Afrika’daki en zengin %1’in gelir ve servetini ek bir yüzde puanı ve ek 10 yüzde puanı oranında vergilendirmesi durumunda, Afrika ülkeleri her yıl yaklaşık 66 milyar ABD doları ek gelir elde edebilir. Bu miktar, kıtanın ücretsiz, kaliteli eğitim ve tüm ev ve işletmelerin elektriğe bağlanması için finansman açığını karşılamaya yetecek ve hatta 2 milyar ABD doları artıracaktır. Bu aynı zamanda Afrika’nın vergi/GSYİH oranını %15’e yakın bir oranda artırarak, mevcut %16’dan %18,29’a çıkaracaktır.

Gelecek İçin Fırsatlar ve Çözüm Önerileri

2025 yılı, Afrika liderleri için eşitsizlikle mücadelede hem kendi ülkelerinde hem de küresel ölçekte cesur adımlar atmak için benzersiz fırsatlar sunmaktadır. Güney Afrika’nın G20 başkanlığı, ilk BM Vergi Sözleşmesi müzakereleri ve süper zenginlerin vergilendirilmesi yönündeki artan küresel ivme, bu fırsatları beslemektedir. Vatandaşlar arasında süper zenginlerin vergilendirilmesine yönelik güçlü bir destek bulunmaktadır; 34 Afrika ülkesinde yapılan bir ankette, halkın %69’u, yoksullara fayda sağlayacak hükümet programlarını finanse etmek için zenginlerin daha yüksek oranda vergilendirilmesinin adil olduğu konusunda hemfikirdir.

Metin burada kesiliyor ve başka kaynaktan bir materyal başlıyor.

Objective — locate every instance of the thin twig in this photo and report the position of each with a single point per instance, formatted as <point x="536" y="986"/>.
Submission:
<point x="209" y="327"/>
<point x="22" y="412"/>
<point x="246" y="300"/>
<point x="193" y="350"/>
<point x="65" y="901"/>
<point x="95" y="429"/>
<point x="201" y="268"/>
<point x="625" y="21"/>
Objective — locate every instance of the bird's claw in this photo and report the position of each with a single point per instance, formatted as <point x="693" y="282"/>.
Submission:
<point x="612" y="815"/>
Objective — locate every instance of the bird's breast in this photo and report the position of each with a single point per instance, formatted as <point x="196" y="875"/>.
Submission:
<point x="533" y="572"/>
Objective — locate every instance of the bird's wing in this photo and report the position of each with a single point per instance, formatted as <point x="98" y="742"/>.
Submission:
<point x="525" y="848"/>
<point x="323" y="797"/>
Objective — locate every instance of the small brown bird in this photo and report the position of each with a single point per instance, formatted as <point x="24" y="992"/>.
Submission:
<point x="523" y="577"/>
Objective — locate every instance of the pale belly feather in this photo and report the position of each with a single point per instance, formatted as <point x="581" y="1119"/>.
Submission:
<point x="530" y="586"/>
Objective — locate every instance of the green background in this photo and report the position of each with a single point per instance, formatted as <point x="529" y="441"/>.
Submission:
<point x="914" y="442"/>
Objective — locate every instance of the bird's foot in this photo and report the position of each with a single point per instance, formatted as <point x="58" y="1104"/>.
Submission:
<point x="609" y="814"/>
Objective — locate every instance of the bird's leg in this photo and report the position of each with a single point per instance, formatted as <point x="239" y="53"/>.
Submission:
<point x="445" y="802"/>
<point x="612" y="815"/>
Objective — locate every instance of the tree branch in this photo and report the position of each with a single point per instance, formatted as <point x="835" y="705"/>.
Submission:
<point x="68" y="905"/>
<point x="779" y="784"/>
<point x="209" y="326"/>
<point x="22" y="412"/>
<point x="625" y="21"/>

Raporda, Afrika’nın hem kendi içinde hem de küresel ölçekte eşitsizlikle mücadelede bir şampiyon olabilmesi için çeşitli politika önerileri sunulmaktadır:

  • Eşitsizlikte İddialı Azaltmalar Planlamak: Hükümetler, gelir ve servet eşitsizliğini azaltmak için zaman sınırlı ve iddialı hedefler belirleyen Ulusal Eşitsizlik Azaltma Planları (NIRP’ler) geliştirmelidir.
  • Eşitsizliği Azaltıcı Politikalar Uygulamak:
    • İlerici İşgücü Politikaları: Asgari ücretlerin artırılması ve kayıt dışı ekonomideki aktörlerin resmileştirilmesi desteklenmelidir.
    • Kamusal Harcamaların Artırılması: Kaliteli kamu eğitimi, sağlık ve sosyal korumaya yapılan kamu harcamaları artırılmalı, sağlık bütçesinin %15, eğitim bütçesinin %20 olması hedeflenmelidir.
    • Daha İlerici Vergi Sistemleri: Düşük gelirli gruplar için gelir vergisi muafiyetleri sağlanmalı, gıda gibi temel mallara KDV’de sıfır oran uygulanmalı, kurumsal vergi teşvikleri gözden geçirilmeli ve vergi sistemleri gerici vergilerden ilerici vergilere doğru dengelenmelidir.
  • Süper Zenginler Üzerindeki Vergileri Artırmak: Gelir ve servet vergileri, eşitsizliği önemli ölçüde azaltacak kadar yüksek oranlarda artırılmalıdır. Yüksek net değerli bireyleri vergilendirmek için vergi idaresi içinde özel ve yeterli kaynaklara sahip birimler kurulmalıdır.
  • Uluslararası İşbirliği ve Kurum Reformları: Yeni kurulan “Süper Zenginleri Vergilendirme Sevilla Eylem Platformu”na katılmak, BM Vergi Sözleşmesi için kararlı bir duruş sergilemek ve IMF ile Dünya Bankası’nın yönetim yapısını ve politika tavsiyelerini reforme etmek önem arz etmektedir.
  • Sivil Katılımın Sağlanması: Vatandaşlar, medya ve sivil toplum kuruluşları, mali politikaların ve NIRP’lerin geliştirilmesi, izlenmesi ve etkilenmesinde anlamlı bir rol oynamalıdır.

Sonuç

Afrika’nın eşitsizlik krizi, sadece ekonomik bir sorun değil, aynı zamanda kökleri tarihsel sömürüye dayanan derin bir sosyal adaletsizlik meselesidir. Raporun da açıkça ortaya koyduğu gibi, kıtadaki zenginliğin aşırı yoğunlaşması ve hükümetlerin bu durumla mücadeledeki zayıf taahhüdü, milyonlarca insanın yoksulluk içinde yaşamasına ve temel haklardan mahrum kalmasına neden olmaktadır. Ancak, süper zenginleri vergilendirme, kamu hizmetlerine yatırım yapma ve yasa dışı finansal akışları durdurma potansiyeli, bu krizin üstesinden gelmek için önemli bir fırsat sunmaktadır.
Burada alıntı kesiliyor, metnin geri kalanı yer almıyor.